Big plusses in this production are a richness given to some of the potentially one-note character. Will Swenson as Javert not only has the vocal chops but gives a desperation to the inspector’s quest that seems built from his statement that he was “born inside a jail.” Does his pursuit of Valjean come from a desire to squelch that part of his own childhood? It’s difficult not to wonder when he eyes the fallen urchin Gavroche (Joshua Colley).
Speaking of Gavroche, the character smartly has been directed into a more central part in the barricade scenes. I don’t recall another production focusing so strongly on his reaction to the fallen Eponine. In that moment, the true age of this tough, street smart kid suddenly shown through, powerfully and truthfully.
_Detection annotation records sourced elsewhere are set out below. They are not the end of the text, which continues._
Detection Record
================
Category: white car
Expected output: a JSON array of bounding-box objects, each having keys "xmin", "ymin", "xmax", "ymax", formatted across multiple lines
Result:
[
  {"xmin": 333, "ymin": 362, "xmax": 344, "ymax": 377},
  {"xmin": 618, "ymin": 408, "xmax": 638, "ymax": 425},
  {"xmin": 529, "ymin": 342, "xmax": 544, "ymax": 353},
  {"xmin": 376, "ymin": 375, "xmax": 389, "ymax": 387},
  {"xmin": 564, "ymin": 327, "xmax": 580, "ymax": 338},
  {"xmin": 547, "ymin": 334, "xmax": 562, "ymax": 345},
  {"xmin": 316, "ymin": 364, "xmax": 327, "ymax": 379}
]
Freshness, too, is displayed in the (admittedly, lightning-fast) blossoming romance between Cosette (Samantha Hill) and Marias (Andy Mientus). The more realistic-than-usual set and direction by Laurence Connor and James Powell helps turn “A Heart Full of Love” from a placeholder into a delightfully sweet, comic piece, which pays off nicely when, later, we are expected to care about the fate of these two.
For all its pleasures, the original production of “Les Miserables” was an intimidating creation, one that felt carved in stone. This youthful one makes an effective case for the durability of “Les Miserables.” When tomorrow comes…and next year….and the year after that…I expect this production—or a yet-to-be-imaged other—of “Les Miserables” to still be a part of the Broadway landscape.
And while I was happy not to hear my fellow audience members singing along, I’m sure I wasn’t the only one belting on the way home from the theater. And I didn’t care who could hear me sing.